FIGURE 40-5 Summary of the major events involved in tumor initiation, progression, and pathogenic mechanisms involved in metastasis. bFGF, Basic fibroblast growth factor; FHIT, fragile histidine triad; MEN1, multiple endocrine neoplasia type 1; NF1, neurofibromatosis type 1 (neurofibromin); NGF, nerve growth factor; PRAD-1, parathyroid adenoma–related protein; TGFα, transforming growth factor-α; TSC1, TSC2, tuberous sclerosis genes; VEGF, vasculoendothelial growth factor; VHL, von Hippel-Lindau genes.
(From Calender A: Molecular genetics of neuroendocrine tumors. Digestion 62[Suppl 1]:3–18, 2000.)

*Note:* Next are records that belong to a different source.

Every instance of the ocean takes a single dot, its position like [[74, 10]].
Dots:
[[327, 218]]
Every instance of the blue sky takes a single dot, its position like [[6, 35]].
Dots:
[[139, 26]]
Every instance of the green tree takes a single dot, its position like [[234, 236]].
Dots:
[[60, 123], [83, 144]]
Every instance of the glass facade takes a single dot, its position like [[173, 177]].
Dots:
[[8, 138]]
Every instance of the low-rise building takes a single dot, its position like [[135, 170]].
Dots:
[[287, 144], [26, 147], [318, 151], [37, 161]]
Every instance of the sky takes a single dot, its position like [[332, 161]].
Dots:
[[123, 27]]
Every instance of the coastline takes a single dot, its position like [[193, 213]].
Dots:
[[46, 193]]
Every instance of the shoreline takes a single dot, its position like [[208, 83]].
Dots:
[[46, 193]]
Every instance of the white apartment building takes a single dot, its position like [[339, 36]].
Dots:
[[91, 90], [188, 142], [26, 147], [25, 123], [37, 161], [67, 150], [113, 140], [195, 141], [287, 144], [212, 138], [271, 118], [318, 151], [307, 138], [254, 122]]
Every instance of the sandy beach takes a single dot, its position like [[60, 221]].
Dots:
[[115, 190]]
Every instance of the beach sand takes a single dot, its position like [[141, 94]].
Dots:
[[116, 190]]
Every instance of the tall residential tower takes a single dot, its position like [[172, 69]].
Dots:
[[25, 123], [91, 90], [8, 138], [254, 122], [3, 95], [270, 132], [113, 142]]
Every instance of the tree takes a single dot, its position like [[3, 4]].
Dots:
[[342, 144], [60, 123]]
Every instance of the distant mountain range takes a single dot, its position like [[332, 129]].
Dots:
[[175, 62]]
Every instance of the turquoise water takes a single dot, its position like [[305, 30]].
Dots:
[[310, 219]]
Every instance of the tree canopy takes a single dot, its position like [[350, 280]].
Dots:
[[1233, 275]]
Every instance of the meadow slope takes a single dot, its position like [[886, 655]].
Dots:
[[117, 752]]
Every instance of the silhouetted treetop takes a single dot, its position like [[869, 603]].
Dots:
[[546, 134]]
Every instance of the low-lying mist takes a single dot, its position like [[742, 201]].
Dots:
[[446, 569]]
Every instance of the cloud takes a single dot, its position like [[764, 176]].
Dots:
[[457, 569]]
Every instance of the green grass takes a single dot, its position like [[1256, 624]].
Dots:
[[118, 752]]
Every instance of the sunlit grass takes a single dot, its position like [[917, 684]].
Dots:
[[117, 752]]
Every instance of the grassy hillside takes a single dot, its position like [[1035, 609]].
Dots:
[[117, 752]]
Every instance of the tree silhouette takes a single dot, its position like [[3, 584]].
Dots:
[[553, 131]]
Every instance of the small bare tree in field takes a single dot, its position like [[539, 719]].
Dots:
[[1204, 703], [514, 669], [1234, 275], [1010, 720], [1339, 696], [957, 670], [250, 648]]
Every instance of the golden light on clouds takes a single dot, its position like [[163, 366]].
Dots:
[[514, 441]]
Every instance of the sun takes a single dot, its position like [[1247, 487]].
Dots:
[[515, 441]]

Although most pancreatic endocrine tumors occur sporadically, others can be associated with genetic syndromes. The most common genetic syndrome associated with pancreatic endocrine tumors is multiple endocrine neoplasia type 1 (MEN1). The syndrome is also characterized by pancreatic endocrine tumors, parathyroid hyperplasia, and pituitary adenomas. Pancreatic endocrine tumors occur in 30% to 80% of patients with MEN1 and are the most common cause of tumor-related death in MEN1 patients. MEN1 is caused by mutations or allelic deletions in the tumor suppressor gene, MENIN, on chromosome 11q13 and is inherited in an autosomal dominant fashion. Mutation or allelic deletion causes loss of tumor suppressor function and predisposes patients to neoplastic growth in the parathyroid, pituitary, and pancreatic endocrine tissue. Patients with MEN1-associated pancreatic endocrine tumors tend to be younger (30 to 40 years old), more likely to have malignant disease, and more likely to have multicentric disease than patients with sporadic tumors. Approximately 50% of patients with MEN1-associated neuroendocrine tumors will present with metastatic disease.22 Gastrinomas are the most common functional pancreatic endocrine tumors occurring in MEN1 patients (54% of functional MEN1-associated tumors). PPomas, which are not associated with a functional syndrome, occur most commonly in more than 80% of MEN1 cases.
Management of patients with MEN1 and pancreatic endocrine tumors requires recognition and staged treatment of associated tumors. Patients suspected of having MEN1 should undergo biochemical screening for gastrin, insulin and proinsulin, PP, glucagon, and chromogranin A (a tumor marker elaborated by most pancreatic endocrine tumors). Hyperparathyroidism, if present, should be treated first because correction of hypercalcemia will improve the outcome of treatment for the pancreatic endocrine tumor.